The peculiarity of the open surgical method is to access the kidney through an incision, which is made on the back in the projection of the affected kidney. The length of the cut is about fifteen centimeters. During the operation, the kidney is opened and the affected part is removed along with the pelvis. The kidney is then sutured. It is necessary to make sure that the seam is tight. If the seam has leaks, then the occurrence of fistulas is possible in the future.

The organ may be affected in its thickness, in which case the operation is complicated by access to the part that needs to be removed. In this case, the doctor performs plastic surgery of the ureter and, if necessary, in the vessels of the kidney. To prevent a stricture from forming again, a tube is inserted into the ureter, which must be removed several weeks after the surgical field has healed.

Endoscopic methods

A feature of these methods is access by introducing instruments through the urethra. In the same way, after the instruments, a camera is introduced, under the control of which the intervention is carried out. The advantage of these techniques is their low invasiveness, which makes the patient’s rehabilitation much faster.

Types of endoscopic methods:

  • Balloon dilatation is a technique developed to eliminate stenosis in the ureter, which can form as a result of injury or inflammation of its walls. A balloon is inserted into the ureter, which, having reached the desired location, expands under the control of the operating specialist. In this way, the stenosis is eliminated. X-ray control of expansion is carried out. The balloon is then removed;
  • Endotomy is a technique that involves laser removal of the affected part of the kidney. After the operation, a tube is temporarily inserted into the ureter, which must be removed during the rehabilitation process;
  • Bougienage - the procedure is performed through a cystoscope, through which a bougie is inserted into the ureter;
  • Stenting is a method in which a stent is inserted into the kidney and ureter, eliminating the narrowing without making any cuts to the patient's own tissue.

Laparoscopic method

A minimally invasive method that involves inserting instruments through small incisions in the area where the kidneys are projected. This technique does not require sutures due to the size of the incisions made.
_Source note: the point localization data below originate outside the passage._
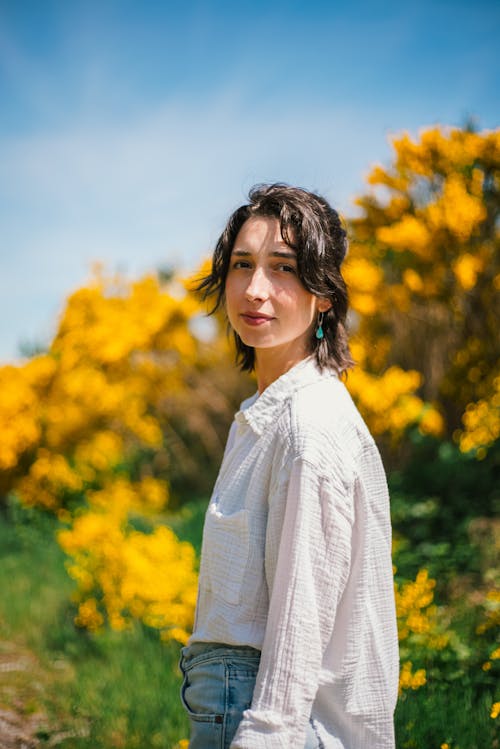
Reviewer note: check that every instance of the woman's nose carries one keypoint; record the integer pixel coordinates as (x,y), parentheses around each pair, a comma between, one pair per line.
(258,285)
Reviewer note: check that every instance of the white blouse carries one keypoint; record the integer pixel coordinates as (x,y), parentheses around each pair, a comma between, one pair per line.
(296,562)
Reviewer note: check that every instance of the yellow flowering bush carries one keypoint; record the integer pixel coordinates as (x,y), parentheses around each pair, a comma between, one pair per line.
(421,627)
(123,574)
(424,270)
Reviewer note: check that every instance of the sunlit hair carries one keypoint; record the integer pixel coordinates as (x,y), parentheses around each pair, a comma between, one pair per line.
(311,227)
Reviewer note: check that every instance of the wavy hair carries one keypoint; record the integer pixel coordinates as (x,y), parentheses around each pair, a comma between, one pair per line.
(311,227)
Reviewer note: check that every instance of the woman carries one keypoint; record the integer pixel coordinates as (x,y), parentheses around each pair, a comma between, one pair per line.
(294,642)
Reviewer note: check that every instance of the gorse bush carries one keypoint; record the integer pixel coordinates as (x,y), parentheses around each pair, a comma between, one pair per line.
(124,418)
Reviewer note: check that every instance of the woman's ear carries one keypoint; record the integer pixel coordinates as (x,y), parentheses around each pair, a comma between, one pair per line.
(323,305)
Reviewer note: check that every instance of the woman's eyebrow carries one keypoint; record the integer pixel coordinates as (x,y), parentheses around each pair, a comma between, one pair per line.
(291,254)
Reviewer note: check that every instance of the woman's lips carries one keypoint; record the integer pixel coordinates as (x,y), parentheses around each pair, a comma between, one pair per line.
(255,318)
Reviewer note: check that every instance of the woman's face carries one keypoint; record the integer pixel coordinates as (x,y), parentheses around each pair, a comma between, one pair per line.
(266,303)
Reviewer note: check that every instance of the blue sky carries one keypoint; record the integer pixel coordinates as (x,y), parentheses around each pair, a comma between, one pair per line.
(130,130)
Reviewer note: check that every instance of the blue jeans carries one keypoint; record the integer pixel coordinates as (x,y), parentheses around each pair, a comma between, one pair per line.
(218,686)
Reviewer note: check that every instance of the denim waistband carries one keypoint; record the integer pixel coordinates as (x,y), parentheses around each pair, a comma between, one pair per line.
(201,650)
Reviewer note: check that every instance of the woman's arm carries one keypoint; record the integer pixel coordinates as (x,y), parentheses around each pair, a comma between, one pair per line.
(307,564)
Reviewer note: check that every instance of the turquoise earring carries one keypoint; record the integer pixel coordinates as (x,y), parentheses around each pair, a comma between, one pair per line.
(319,329)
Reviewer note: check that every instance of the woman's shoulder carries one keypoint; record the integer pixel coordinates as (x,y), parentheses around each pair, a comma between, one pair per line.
(323,420)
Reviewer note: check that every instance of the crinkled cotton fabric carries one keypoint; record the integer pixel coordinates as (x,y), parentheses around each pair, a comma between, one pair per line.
(296,562)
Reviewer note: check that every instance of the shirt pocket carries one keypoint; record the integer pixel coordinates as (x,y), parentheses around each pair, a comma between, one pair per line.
(227,551)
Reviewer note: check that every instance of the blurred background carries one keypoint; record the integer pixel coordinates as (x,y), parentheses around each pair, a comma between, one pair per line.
(128,133)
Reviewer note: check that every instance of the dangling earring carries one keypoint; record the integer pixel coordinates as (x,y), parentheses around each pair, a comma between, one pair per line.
(319,329)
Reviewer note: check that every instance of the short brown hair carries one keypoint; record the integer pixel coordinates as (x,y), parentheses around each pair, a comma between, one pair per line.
(314,230)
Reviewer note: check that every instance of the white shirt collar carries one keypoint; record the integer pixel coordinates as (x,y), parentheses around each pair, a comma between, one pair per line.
(259,411)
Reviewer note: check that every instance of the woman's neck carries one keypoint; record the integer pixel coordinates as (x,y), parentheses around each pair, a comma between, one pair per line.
(271,363)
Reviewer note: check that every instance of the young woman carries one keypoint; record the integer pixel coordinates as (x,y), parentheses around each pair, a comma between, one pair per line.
(294,643)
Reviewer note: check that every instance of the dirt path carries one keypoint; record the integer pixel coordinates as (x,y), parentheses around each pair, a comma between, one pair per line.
(21,718)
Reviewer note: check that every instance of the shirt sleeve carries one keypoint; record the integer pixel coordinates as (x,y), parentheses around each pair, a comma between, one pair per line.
(308,552)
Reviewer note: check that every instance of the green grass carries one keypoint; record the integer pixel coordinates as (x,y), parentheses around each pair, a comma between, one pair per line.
(110,690)
(121,689)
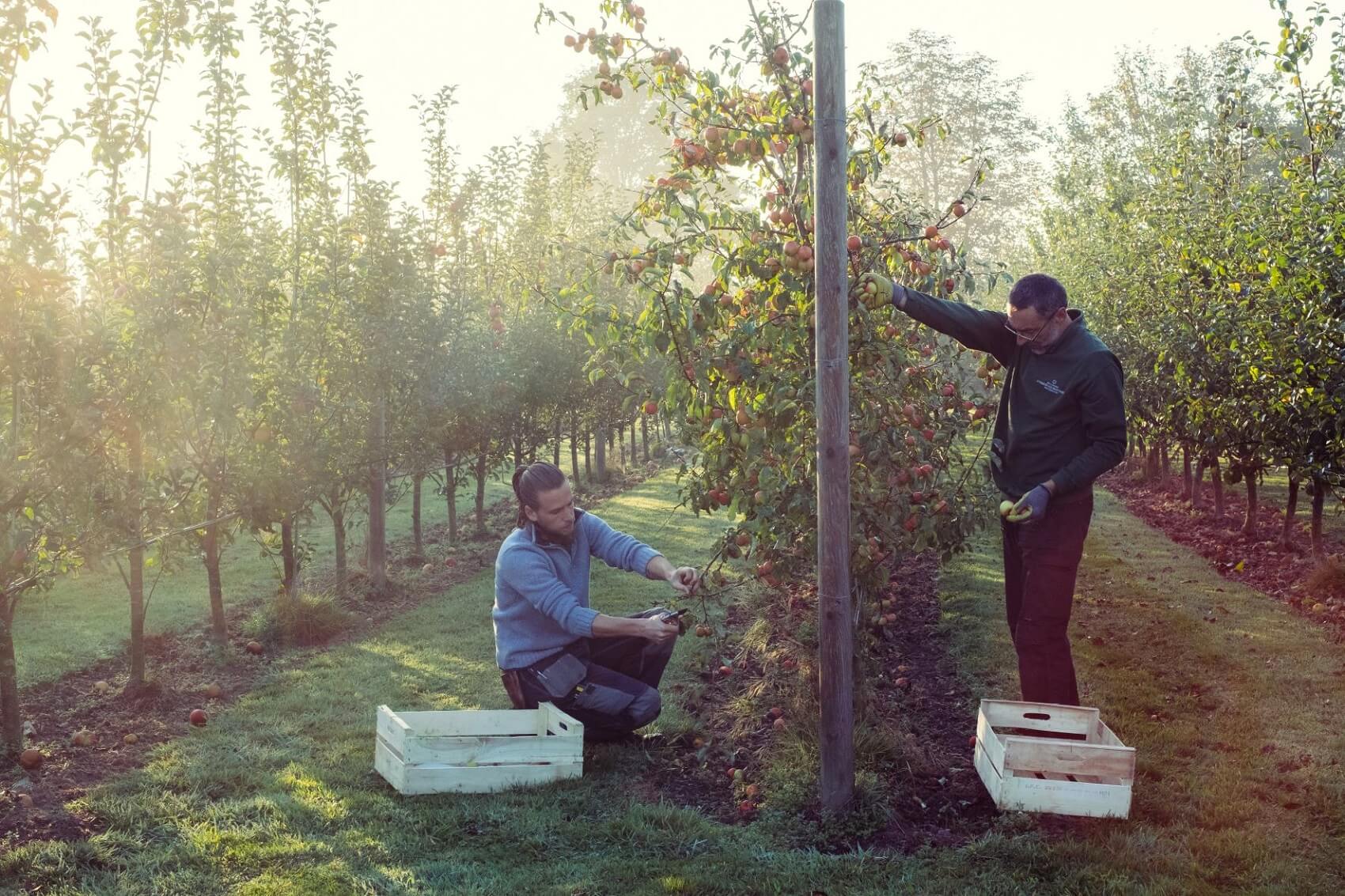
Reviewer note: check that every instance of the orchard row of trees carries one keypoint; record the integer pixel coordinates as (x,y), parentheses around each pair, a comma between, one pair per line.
(272,334)
(1200,216)
(718,248)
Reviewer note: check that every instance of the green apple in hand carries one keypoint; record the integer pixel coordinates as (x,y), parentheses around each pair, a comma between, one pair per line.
(874,289)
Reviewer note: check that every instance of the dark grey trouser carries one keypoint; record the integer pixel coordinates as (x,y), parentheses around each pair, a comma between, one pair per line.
(620,690)
(1041,562)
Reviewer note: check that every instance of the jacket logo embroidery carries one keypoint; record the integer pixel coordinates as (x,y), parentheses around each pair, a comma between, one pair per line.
(1051,387)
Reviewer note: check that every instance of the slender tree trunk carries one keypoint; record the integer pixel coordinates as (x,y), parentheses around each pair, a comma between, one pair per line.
(574,448)
(377,502)
(339,531)
(1185,472)
(11,721)
(451,491)
(1250,520)
(136,562)
(480,494)
(218,627)
(601,455)
(288,558)
(1318,505)
(1218,482)
(1286,533)
(416,525)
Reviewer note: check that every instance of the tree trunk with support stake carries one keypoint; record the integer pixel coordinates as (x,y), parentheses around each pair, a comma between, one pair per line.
(1318,504)
(377,504)
(1286,533)
(835,619)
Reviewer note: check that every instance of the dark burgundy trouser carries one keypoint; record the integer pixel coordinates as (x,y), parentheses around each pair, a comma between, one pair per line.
(1041,561)
(619,692)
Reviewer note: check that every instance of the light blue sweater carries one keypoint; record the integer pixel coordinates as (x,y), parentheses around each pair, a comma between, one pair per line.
(541,589)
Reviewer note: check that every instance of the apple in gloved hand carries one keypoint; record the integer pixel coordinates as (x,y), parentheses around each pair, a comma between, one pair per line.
(874,289)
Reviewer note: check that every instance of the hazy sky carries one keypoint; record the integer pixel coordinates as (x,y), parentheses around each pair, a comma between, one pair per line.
(510,77)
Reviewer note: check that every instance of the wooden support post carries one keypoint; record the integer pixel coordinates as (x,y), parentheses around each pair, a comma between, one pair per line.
(833,401)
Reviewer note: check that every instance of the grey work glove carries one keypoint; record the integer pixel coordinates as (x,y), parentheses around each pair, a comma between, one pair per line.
(1031,508)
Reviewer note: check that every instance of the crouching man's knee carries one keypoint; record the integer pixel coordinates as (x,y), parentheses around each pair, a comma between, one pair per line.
(645,708)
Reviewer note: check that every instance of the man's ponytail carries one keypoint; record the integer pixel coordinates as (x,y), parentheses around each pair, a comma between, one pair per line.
(530,482)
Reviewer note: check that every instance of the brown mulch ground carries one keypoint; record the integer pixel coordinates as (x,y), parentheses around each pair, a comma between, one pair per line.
(184,663)
(935,796)
(1256,560)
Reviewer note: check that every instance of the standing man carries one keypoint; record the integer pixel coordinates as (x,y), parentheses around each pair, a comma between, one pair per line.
(1062,424)
(551,646)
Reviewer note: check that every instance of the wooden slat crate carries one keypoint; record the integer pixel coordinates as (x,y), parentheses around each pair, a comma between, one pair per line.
(476,751)
(1091,777)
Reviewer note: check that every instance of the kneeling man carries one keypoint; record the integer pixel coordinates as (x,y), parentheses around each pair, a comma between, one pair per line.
(551,646)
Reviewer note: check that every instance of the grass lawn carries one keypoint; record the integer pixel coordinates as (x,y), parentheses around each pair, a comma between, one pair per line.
(278,796)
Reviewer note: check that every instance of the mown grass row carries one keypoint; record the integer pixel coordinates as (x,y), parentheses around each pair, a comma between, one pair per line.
(278,794)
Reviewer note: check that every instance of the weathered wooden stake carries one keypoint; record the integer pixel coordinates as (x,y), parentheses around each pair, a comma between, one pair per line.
(833,403)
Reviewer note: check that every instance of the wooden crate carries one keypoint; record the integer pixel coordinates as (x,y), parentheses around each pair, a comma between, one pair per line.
(1091,777)
(476,751)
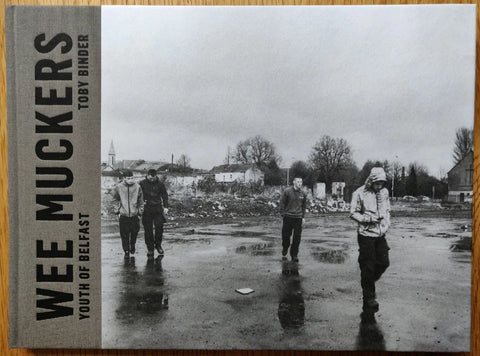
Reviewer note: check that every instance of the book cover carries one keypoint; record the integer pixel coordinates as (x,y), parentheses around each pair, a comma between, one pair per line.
(289,178)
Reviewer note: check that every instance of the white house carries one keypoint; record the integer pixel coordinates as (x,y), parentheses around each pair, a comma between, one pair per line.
(242,173)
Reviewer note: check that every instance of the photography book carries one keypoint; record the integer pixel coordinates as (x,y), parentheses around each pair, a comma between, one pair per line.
(278,177)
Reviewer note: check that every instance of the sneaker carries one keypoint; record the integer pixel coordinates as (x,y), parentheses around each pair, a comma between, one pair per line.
(371,305)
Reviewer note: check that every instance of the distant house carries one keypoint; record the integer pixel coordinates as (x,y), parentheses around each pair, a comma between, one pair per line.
(242,173)
(460,180)
(109,178)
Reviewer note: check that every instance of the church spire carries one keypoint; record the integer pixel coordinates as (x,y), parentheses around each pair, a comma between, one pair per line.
(111,155)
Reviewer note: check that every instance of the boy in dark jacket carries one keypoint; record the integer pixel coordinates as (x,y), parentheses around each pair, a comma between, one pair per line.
(370,208)
(292,208)
(156,207)
(129,199)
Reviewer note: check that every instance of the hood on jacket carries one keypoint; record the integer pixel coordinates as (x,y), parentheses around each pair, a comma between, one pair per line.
(377,174)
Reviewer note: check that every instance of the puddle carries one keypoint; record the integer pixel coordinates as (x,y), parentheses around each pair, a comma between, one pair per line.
(182,240)
(152,302)
(336,256)
(463,244)
(261,249)
(291,311)
(240,233)
(443,235)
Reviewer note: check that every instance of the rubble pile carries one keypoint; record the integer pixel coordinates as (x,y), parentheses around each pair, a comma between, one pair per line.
(220,206)
(231,205)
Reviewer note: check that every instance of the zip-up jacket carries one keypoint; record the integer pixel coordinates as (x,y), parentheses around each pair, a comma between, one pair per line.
(129,198)
(293,203)
(154,193)
(371,210)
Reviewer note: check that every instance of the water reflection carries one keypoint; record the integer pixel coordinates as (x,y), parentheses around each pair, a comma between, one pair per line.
(291,308)
(370,336)
(141,294)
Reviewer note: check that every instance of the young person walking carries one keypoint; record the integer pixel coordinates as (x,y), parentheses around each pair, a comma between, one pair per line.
(370,208)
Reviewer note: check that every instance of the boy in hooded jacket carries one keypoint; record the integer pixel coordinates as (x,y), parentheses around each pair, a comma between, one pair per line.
(370,208)
(129,199)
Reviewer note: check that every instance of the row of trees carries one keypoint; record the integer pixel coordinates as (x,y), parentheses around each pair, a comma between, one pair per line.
(331,160)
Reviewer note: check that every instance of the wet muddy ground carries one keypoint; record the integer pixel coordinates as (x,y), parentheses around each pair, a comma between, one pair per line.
(187,299)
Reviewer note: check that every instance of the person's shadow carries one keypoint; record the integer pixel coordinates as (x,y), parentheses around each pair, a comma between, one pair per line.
(291,307)
(370,335)
(152,298)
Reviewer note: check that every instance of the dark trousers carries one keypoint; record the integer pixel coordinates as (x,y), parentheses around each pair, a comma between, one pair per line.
(289,225)
(373,260)
(129,227)
(153,216)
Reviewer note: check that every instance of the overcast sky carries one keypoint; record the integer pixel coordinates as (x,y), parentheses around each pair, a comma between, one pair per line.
(394,81)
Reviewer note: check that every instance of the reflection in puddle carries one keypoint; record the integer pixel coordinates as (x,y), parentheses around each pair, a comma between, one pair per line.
(330,256)
(443,235)
(291,307)
(462,244)
(261,249)
(141,293)
(370,336)
(240,233)
(183,240)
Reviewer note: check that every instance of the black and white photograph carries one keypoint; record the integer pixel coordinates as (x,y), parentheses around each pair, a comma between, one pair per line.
(288,178)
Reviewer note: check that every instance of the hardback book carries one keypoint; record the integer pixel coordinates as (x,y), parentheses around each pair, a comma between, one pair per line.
(289,178)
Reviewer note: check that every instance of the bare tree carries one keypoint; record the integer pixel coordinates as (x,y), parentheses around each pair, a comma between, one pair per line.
(329,156)
(463,143)
(256,150)
(183,161)
(242,153)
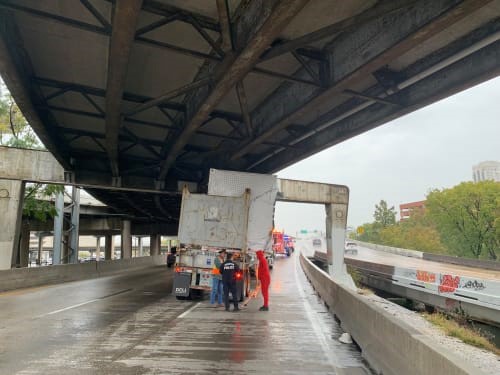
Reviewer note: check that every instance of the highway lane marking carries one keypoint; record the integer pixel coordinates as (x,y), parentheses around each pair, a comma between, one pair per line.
(83,303)
(314,324)
(189,310)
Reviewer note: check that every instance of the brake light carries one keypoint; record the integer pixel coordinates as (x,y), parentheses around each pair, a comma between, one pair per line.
(183,269)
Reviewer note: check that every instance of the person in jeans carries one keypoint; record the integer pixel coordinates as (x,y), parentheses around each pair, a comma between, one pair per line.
(217,279)
(228,270)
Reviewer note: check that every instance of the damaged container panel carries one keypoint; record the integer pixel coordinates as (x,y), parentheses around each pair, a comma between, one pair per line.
(208,220)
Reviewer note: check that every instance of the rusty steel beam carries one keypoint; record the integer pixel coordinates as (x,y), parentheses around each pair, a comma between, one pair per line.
(130,97)
(448,16)
(169,95)
(242,99)
(99,17)
(330,31)
(16,70)
(232,70)
(449,76)
(370,97)
(225,25)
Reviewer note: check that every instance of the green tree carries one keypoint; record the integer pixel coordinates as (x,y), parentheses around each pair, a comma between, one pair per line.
(466,217)
(416,232)
(383,215)
(15,131)
(370,233)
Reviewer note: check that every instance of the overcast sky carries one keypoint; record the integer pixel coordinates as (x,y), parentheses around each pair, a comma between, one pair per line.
(402,160)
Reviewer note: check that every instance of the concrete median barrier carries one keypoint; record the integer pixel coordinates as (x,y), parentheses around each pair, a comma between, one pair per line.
(390,345)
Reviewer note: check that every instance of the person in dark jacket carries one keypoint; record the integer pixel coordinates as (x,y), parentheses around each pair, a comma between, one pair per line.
(265,279)
(228,271)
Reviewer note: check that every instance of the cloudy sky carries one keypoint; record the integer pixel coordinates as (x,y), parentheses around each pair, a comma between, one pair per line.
(402,160)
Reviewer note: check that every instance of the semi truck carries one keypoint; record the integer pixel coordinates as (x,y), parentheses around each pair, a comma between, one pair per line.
(230,218)
(207,225)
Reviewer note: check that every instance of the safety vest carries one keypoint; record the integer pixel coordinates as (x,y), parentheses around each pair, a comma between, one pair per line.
(215,269)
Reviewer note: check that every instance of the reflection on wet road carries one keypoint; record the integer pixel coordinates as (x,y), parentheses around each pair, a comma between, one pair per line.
(133,325)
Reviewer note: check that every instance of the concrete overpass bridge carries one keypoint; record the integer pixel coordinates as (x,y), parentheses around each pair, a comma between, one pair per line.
(138,96)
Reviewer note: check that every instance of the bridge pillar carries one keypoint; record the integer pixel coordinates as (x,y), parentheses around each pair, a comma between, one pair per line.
(154,244)
(58,228)
(11,198)
(126,240)
(336,217)
(65,250)
(139,245)
(109,247)
(24,248)
(40,248)
(98,248)
(75,225)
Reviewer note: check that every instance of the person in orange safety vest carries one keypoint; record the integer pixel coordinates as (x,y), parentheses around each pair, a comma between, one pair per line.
(264,278)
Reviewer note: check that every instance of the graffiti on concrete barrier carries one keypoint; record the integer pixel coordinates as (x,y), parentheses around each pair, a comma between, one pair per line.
(428,277)
(450,303)
(473,284)
(449,283)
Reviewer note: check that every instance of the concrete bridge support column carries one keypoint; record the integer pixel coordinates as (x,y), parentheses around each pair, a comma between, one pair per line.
(109,247)
(336,215)
(98,248)
(24,248)
(65,250)
(11,199)
(40,248)
(126,240)
(154,244)
(75,225)
(139,245)
(58,228)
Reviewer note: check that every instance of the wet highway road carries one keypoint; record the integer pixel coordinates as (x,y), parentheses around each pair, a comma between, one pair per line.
(133,325)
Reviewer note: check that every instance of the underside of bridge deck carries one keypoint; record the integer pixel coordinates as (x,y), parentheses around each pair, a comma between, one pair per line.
(149,93)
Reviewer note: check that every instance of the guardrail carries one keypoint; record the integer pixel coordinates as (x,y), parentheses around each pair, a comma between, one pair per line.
(484,264)
(478,299)
(17,278)
(390,345)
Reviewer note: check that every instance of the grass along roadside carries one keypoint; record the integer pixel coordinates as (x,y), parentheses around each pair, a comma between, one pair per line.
(467,335)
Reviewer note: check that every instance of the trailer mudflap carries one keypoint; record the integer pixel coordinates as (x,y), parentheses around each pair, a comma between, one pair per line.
(182,283)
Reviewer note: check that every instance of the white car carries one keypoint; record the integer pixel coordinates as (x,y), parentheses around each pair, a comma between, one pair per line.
(351,248)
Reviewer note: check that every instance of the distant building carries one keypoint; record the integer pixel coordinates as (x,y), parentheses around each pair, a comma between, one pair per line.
(487,170)
(406,209)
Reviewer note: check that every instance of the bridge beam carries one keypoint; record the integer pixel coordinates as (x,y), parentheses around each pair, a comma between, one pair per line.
(262,24)
(336,200)
(122,37)
(11,198)
(448,72)
(351,61)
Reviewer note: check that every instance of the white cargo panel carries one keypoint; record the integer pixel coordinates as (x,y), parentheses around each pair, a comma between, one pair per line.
(263,191)
(213,220)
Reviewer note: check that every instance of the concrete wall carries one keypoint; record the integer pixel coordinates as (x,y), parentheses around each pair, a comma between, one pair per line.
(389,345)
(485,264)
(17,278)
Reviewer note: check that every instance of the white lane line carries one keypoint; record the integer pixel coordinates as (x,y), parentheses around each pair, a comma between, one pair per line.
(313,320)
(183,315)
(69,307)
(83,303)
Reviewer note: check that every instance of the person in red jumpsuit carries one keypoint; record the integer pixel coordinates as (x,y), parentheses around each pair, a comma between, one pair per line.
(264,278)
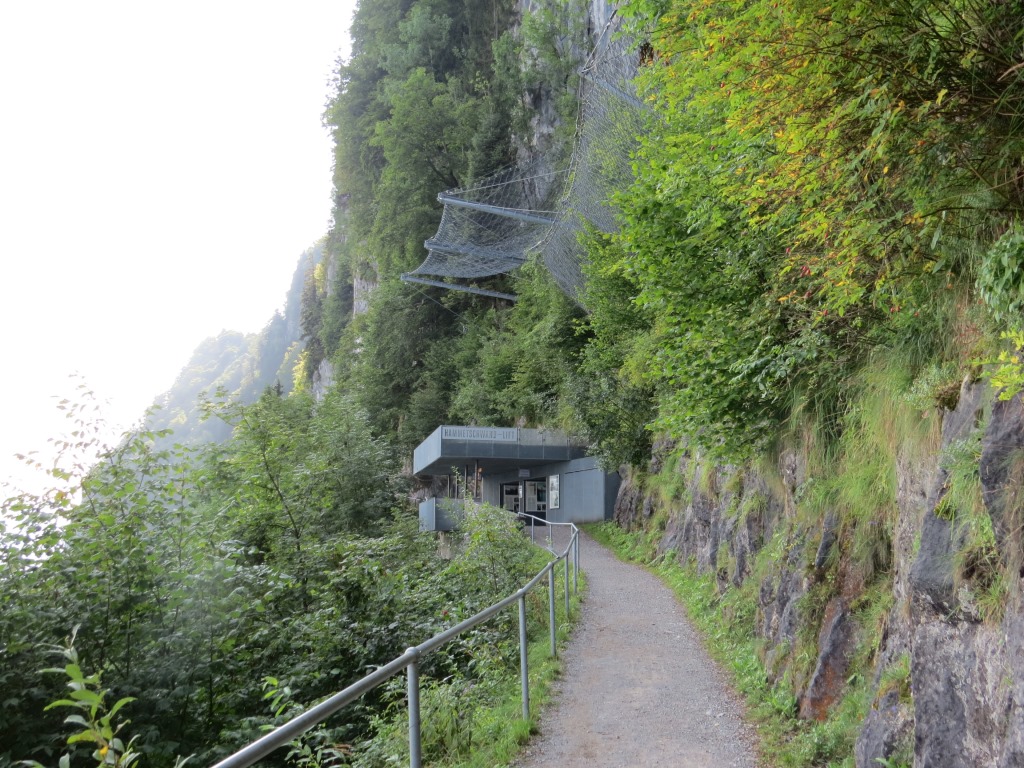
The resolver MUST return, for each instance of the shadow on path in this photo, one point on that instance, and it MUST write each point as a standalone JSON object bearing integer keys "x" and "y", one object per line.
{"x": 637, "y": 687}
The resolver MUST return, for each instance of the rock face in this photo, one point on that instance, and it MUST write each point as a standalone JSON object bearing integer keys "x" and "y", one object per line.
{"x": 947, "y": 655}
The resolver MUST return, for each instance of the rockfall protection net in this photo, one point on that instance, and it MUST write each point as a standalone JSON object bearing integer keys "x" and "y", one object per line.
{"x": 494, "y": 226}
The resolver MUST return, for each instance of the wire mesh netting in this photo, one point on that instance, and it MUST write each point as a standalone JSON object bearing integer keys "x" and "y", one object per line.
{"x": 494, "y": 226}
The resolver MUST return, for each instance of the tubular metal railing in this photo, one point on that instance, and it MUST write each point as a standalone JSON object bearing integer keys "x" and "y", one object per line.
{"x": 410, "y": 660}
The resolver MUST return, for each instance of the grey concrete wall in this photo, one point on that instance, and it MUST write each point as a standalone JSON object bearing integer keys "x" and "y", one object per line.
{"x": 587, "y": 494}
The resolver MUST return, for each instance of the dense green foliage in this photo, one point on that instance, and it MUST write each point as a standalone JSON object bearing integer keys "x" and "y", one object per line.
{"x": 192, "y": 577}
{"x": 820, "y": 183}
{"x": 821, "y": 187}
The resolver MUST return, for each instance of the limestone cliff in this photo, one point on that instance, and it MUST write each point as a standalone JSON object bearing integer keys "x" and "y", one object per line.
{"x": 943, "y": 651}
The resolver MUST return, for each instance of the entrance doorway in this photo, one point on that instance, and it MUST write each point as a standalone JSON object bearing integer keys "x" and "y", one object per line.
{"x": 536, "y": 498}
{"x": 510, "y": 497}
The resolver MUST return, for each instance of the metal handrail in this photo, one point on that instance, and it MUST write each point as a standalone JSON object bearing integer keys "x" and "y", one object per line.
{"x": 411, "y": 658}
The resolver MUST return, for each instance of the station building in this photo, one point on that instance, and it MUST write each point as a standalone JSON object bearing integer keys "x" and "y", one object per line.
{"x": 544, "y": 473}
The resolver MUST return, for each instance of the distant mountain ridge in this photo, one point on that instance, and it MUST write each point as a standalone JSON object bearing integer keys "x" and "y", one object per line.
{"x": 241, "y": 366}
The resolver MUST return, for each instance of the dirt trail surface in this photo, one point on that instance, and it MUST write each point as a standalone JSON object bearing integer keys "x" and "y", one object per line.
{"x": 637, "y": 688}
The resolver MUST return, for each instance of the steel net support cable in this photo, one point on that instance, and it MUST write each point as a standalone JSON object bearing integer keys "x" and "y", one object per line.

Nephrectomy is the complete removal of a kidney. This method is used only when there is too much damaged tissue for the kidney to continue functioning. As a rule, an open method is used for this, because a large incision is required.

When is surgery necessary?

More often, the disease develops in children; one of the kidneys is affected, rarely both. In adults from 20 to 60 years of age, kidney pathology is predominantly registered in women, which is associated with childbearing age, pregnancy and gynecological diseases. Men with prostate adenoma and cancer after 60 years are also at risk.

Hydronephrosis develops due to prolonged congestion.

An increase in urine volume leads to compression of the kidney tissue and its vessels. Pressure increases inside the pelvis and ureter, and glomerular filtration is disrupted. Over time, complications arise, the renal tubules and organ cells atrophy, and necrosis occurs.

Hydronephrosis of the kidneys

Surgery for hydronephrosis is indicated if the benefit from it is greater than the risk of surgery itself. In most patients, surgery can restore function and save the kidney. Removal of an organ is resorted to only as a last resort. Conservative treatment is used as an auxiliary treatment - this is antibacterial therapy and symptomatic care.